Although regarded as conservative treatment, casting is not without risk. Injuries may be sustained during application, during cast valving, through the immobilization process, or during cast removal. We developed an experimental model to investigate safe parameters for the appropriate length of time between fiberglass cast application and bivalving for cast saw use.
A hospital sheet was rolled into a mock “arm” on which short-arm fiberglass casts were formed. An appropriate cast saw technique was used with complete withdrawal of the saw blade from the cast material between cuts. A total of 10 casts were made for control/no vacuum (N = 5) and study/vacuum (N = 5) groups. The temperature of the saw blade was measured at 1-minute increments beginning at 3 minutes after fiberglass submersion in water.

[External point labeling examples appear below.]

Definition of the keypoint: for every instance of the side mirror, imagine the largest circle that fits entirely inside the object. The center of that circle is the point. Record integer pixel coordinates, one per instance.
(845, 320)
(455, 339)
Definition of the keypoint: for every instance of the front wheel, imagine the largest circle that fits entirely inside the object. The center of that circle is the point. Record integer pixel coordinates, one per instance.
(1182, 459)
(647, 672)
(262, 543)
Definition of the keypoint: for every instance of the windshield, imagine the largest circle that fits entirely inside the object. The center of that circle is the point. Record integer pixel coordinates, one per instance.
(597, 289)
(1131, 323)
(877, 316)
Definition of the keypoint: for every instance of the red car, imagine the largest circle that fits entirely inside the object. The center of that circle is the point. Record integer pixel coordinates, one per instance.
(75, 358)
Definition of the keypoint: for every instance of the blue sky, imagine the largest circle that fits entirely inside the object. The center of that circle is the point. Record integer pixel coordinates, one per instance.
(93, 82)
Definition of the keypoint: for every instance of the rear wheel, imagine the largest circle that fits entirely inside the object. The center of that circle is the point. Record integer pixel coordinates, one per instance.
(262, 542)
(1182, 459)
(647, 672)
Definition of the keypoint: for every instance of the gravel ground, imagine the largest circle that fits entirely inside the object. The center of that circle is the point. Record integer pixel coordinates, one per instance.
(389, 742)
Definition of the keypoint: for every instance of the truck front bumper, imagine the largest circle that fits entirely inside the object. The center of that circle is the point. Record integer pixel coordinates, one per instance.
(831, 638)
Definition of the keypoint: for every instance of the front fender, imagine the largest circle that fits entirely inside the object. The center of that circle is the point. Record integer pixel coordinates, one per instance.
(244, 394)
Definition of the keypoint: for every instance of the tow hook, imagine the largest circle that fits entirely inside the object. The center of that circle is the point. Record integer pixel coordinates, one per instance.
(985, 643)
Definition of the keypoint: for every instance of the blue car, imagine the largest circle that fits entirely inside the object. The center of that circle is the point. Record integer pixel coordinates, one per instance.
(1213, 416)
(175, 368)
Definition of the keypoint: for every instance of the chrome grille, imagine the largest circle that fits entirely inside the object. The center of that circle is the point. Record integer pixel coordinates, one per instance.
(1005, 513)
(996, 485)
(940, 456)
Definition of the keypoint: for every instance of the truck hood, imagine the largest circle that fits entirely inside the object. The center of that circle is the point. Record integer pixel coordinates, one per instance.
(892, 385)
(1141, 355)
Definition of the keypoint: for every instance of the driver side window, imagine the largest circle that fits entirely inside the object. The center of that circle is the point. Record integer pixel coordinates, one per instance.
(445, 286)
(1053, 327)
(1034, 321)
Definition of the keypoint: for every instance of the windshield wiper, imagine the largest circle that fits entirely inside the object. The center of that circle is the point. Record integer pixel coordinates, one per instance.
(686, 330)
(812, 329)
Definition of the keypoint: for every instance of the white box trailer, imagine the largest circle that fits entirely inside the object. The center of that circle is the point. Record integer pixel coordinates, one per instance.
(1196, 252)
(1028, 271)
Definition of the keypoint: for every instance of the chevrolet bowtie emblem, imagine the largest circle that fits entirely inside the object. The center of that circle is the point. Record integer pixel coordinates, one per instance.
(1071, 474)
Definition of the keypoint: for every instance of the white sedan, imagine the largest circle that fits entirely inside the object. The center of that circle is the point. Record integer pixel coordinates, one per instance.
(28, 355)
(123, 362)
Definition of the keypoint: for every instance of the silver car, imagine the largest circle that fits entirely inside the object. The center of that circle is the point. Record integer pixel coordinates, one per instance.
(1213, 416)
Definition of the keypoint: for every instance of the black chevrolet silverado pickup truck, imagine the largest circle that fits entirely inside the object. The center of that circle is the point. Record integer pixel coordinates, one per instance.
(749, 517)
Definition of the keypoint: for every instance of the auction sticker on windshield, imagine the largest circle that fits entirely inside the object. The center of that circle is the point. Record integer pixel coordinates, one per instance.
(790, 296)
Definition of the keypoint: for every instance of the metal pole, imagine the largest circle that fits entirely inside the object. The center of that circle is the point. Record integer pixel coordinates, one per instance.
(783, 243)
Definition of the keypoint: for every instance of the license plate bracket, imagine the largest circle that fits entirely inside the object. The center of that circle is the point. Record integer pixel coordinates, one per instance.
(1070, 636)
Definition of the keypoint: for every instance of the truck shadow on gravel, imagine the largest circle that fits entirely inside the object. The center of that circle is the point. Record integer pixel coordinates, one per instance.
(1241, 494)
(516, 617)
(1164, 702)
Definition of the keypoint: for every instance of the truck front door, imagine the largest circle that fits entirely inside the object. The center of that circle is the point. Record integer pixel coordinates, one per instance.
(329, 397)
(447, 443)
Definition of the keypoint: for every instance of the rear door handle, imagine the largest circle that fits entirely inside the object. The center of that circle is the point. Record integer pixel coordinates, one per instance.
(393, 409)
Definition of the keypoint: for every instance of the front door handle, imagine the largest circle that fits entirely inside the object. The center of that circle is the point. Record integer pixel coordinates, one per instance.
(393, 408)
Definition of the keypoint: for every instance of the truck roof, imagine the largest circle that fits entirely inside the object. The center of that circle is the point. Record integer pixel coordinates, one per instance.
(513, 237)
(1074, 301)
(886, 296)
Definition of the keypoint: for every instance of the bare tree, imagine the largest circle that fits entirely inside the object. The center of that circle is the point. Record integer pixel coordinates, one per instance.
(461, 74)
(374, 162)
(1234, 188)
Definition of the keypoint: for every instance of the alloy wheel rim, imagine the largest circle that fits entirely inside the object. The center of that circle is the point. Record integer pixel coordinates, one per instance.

A mixed factor analysis of variance assessed differences in temperature change over time between groups with a statistical threshold of P < 0.05.
Casts that set for 7 minutes were associated with lower blade temperatures compared with casts that set for 3, 4, 5, and 6 minutes. The average temperature increases for the 3- to 7-minute set times without the use of vacuum were 10.08 (± 1.42), 9.38 (±1.31), 9.32 (±1.85), 8.54 (±2.10), and 5.62°F (±2.42), respectively, and with the use of vacuum, they were 9.40 (±1.14), 8.36 (±1.64), 7.84 (±2.05), 7.30 (±3.14), and 4.82°F (±2.59), respectively. Independent of vacuum use, the change in temperature was significantly different from the maximum temperature (3 minutes) beginning at 7 minutes (all P < 0.043).
A minimum of 7 minutes of set time for a fiberglass cast before attempting to bivalve using segmented cuts is associated with the smallest increase in temperature of the saw blade. Blade temperature was not affected with the vacuum enabled. Clinicians can demonstrate best practices to minimize the risk of cast saw injuries.